The ruling classes in the backward countries force the workers and peasants of these countries to make inhuman efforts. Yet all these sacrifices are useless. They cannot achieve a big enough scale of production to ensure survival in a competitive capitalist world. And this is what we mean by stagnation.
Note how little of their wealth is being invested domestically by the Sheiks. They recycle it into the advanced world. They do not extend the capitalist system, merely claim a larger chunk of the existing system.
Indian and Chinese industry will soon be overrun with weeds. In Bombay already grass is spreading in the streets and, over the whole of India, life expectancy is on the increase.
INFLATION + DEPRESSION
Underlying inflation there are two factors;
(a)Waste expenditure is inflationary
(b)There has been a loss of control over the money supply – eg. the growth of Eurocurrencies, now $130 billion, much larger than gold and foreign reserves of all countries. Also in individual countries the unit size of production is now so large that Governments cannot any longer allow major firms to go bust.
In the old days it was relatively simple for capital to solve problems like inflation. The source of the problem was fairly straightforward. Waste built into production, increasing because of the inflexibility of the social forms. Increased power of workers because of full employment etc. plus monopoly situations enabling higher prices to be passed on by firms.

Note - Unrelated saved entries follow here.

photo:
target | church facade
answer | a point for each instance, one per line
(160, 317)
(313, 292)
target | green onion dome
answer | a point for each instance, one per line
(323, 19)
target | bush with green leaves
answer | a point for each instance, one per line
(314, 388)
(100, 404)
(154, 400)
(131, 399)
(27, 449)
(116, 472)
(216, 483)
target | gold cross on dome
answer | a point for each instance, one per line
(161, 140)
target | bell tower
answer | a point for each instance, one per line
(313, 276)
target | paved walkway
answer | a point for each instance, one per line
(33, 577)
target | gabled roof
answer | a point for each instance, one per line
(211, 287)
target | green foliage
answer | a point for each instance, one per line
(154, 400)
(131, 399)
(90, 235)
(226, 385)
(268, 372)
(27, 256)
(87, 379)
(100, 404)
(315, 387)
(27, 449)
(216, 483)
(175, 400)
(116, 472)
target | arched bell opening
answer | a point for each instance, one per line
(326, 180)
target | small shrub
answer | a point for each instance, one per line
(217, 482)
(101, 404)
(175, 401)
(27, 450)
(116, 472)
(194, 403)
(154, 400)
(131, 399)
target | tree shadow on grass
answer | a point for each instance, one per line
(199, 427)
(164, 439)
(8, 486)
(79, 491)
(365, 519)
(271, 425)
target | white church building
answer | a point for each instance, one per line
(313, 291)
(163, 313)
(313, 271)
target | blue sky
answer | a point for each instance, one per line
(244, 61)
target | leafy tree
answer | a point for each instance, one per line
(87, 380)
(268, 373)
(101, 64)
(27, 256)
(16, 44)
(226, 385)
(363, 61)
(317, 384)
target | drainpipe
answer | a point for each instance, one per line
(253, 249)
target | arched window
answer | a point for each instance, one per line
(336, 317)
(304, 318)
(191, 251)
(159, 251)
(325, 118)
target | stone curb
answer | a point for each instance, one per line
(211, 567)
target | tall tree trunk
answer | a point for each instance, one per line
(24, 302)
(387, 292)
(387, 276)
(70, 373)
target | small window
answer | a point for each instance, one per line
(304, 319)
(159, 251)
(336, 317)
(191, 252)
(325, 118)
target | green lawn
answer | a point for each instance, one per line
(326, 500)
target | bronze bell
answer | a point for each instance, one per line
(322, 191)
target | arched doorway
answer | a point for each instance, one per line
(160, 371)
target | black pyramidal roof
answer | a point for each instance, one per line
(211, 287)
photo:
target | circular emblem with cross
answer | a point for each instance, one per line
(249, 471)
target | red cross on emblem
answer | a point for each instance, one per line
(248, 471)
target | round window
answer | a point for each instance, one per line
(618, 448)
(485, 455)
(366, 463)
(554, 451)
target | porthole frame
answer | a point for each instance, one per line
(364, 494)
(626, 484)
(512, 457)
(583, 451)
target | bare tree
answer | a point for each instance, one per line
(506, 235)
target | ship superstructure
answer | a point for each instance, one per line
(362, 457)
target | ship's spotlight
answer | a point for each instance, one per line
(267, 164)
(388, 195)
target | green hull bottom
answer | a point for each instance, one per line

The capitalist solution to inflation – bankruptcies and unemployment, which helped rationalise the system by getting rid of inefficient firms. Wow, life is not so simple. Previously they could close one centre of production and open others. But now if they lose one major firm they may have lost the ability to compete worldwide because it was the only firm of its type in the country – like Rolls Royce. Or like British Leyland, on which rests not just British car production, but large parts of the glass, rubber, steel etc industries as well. So in the present period, the ruling class must rely on nationalisation and internal rationalisation.
On this basis, our economic forecast would point to continued inflation rather than depression.